Their study, which is part of the Competitive Smallholder Livestock in Botswana project, was funded by the Australian Centre for International Agricultural Research (ACIAR) and implemented by ILRI and the Botswana Ministry of Agriculture’s Department of Agricultural Research.
Livestock production in the country is done in both commercial and communal systems. In the communal/traditional system, animals graze in open rangelands with no defined property rights to grazing resources and with few fences, while under the commercial production system farms are fenced and owners’ have exclusive rights to grazing resources.
Majority of the country’s livestock is done in communal systems (holding 88% of cattle and 98% of small stock (sheep and goats) in 2011), but commercial farms produce more than the communal system.
Past studies on Botswana’s beef competitiveness omitted productivity and efficiency as measures of competitiveness at the farm level. For instance, a 2006 BIDPA study measured competitiveness at the macro level using trade-related data and aggregate production. But its trade-related indices failed to take into account productivity or efficiency at the farm level.

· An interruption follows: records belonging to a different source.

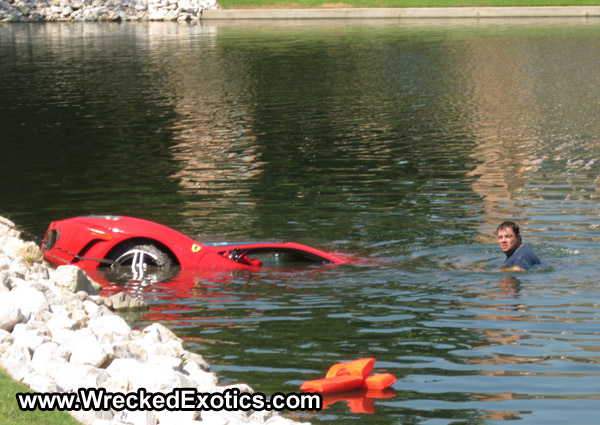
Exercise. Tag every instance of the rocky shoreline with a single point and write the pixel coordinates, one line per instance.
(103, 10)
(58, 335)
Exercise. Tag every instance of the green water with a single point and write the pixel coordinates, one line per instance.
(404, 143)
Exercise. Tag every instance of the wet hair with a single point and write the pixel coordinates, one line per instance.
(509, 225)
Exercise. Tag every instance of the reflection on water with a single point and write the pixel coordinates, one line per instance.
(403, 143)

This ILRI and BIDPA study tried to fill that gap by using the relative profit efficiency approach. A household survey approach was used to collect data in Chobe, Central and Southeast districts of Botswana. The survey assembled detailed information on costs and returns of livestock production encompassing different farm sizes across the selected districts. This information enabled the researchers to identify determinants of profitability, or profit efficiency and policy options to enhance competitiveness at farm level.
The results of the study showed that:
- Education level of the household head significantly affects farmer profit. Well-educated farmers are more efficient than those less educated.
- Farmers travelling long distances to markets to sell their animals are more efficient, this is because farmers hope to get better prices by accessing different markets.
- Farmers who own large numbers of cattle’s are more efficient than those with fewer due to higher gross profit margins they get with larger herds.
- Farmers who earn income from crop production are more efficient than those with none, because this income can be reinvested in livestock farming to increase production.
- Farmers who have access to agricultural information are more effective.
This study identified education, distance to commonly-used markets, herd size, income from crop production and access to information as drivers of competitiveness (efficiency).
It also showed that there is widespread profit inefficiency in livestock production in Botswana due to variability in farm practices. The study says farm profits can be improved by focusing policies on reducing input prices and encouraging beef farmers to engage in fodder production where possible.